The gulf between Australia’s richest and most disadvantaged has deepened, with the number of billionaires and their share of collective growth ballooning, leaving the most vulnerable — women, particularly Aboriginal and Torres Strait Islander women — behind.
These are the findings from the latest Oxfam analysis of global inequality, published to coincide with the World Economic Forum’s annual Davos Summit in Switzerland.
The report, Public Good or Private Wealth, shows that the world’s billionaires increased their wealth by $3.5 billion a day in 2018, while the poorest 50% saw theirs slide 11 percent — with the impact felt disproportionately by women and girls.
In Australia, Oxfam said ten new billionaires were minted in 2018 to a national record of 43, with their combined wealth hitting $160 billion — growth of $100 million per day.
The Oxfam report states:
The Australian billionaire wealth increase of $36 billion last year is enough to fund about half of the Australian Government’s total health budget for the 2018-19 financial year.
Australia’s richest 1% now control 22% of the nation’s wealth, more than the poorest 70% combined, Oxfam reports, with more than one in three of the nation’s top corporations not paying any tax for the past four years. The resulting tax gap — some $2 billion — is more than double what the federal government has committed to Aboriginal and Torres Strait Islander health.

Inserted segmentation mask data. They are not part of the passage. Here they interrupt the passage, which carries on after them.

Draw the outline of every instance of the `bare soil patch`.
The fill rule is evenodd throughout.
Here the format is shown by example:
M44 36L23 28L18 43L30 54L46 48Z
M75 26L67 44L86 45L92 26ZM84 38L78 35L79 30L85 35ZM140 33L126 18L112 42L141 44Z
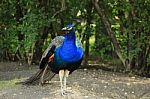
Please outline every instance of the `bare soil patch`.
M26 79L37 66L0 63L0 84ZM1 86L0 85L0 86ZM5 85L5 84L4 84ZM150 99L150 79L101 69L78 69L67 80L68 94L61 96L58 75L44 86L14 85L0 88L0 99Z

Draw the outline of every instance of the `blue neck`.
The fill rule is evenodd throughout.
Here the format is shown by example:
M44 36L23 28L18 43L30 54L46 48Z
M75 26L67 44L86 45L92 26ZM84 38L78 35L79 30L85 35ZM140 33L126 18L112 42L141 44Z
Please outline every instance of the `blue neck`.
M75 30L70 31L65 35L65 41L74 41L76 40Z
M70 31L65 35L64 42L60 48L60 56L64 60L70 60L77 54L75 30Z
M69 50L76 48L76 35L75 30L70 31L65 35L64 43L62 45L62 50Z

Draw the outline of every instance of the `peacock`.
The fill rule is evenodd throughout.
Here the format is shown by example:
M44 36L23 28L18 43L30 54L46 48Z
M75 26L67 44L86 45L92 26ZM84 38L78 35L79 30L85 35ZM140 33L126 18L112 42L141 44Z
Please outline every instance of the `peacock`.
M25 83L29 84L40 79L41 83L51 80L59 74L61 94L66 93L67 77L79 68L83 60L83 48L76 38L75 25L69 24L62 28L64 36L56 36L42 55L40 70ZM52 71L52 72L51 72Z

Aboriginal and Torres Strait Islanders, women left behind
While the richest get richer, it’s women and particularly Aboriginal and Torres Strait Islander populations that are bearing the brunt, Oxfam says.
Some 80% of Indigenous households have weekly incomes below the national average and 36% fall into the lowest income quartile.
For Aboriginal and Torres Strait Islander women, infant mortality remains double that of the rest of the population — triple in remote areas — and this gulf is widening rather than improving. Stillbirths are 60% higher in the Indigenous population.
Taken together, Oxfam suggests this data points to inequalities of access for Aboriginal and Torres Strait Islander women.
For Australian women more generally, income inequality endures, with 85 cents earned on average by a woman for every dollar earned by a man, and a gender pay gap existing in every single industry nationwide.
In addition, the Oxfam report highlights that 65% of women do more than 5 hours of unpaid work per week due to care responsibilities, contrasting with 60% of men who do less than 5 hours. According to Oxfam, this work has been valued at up to 41% of GDP.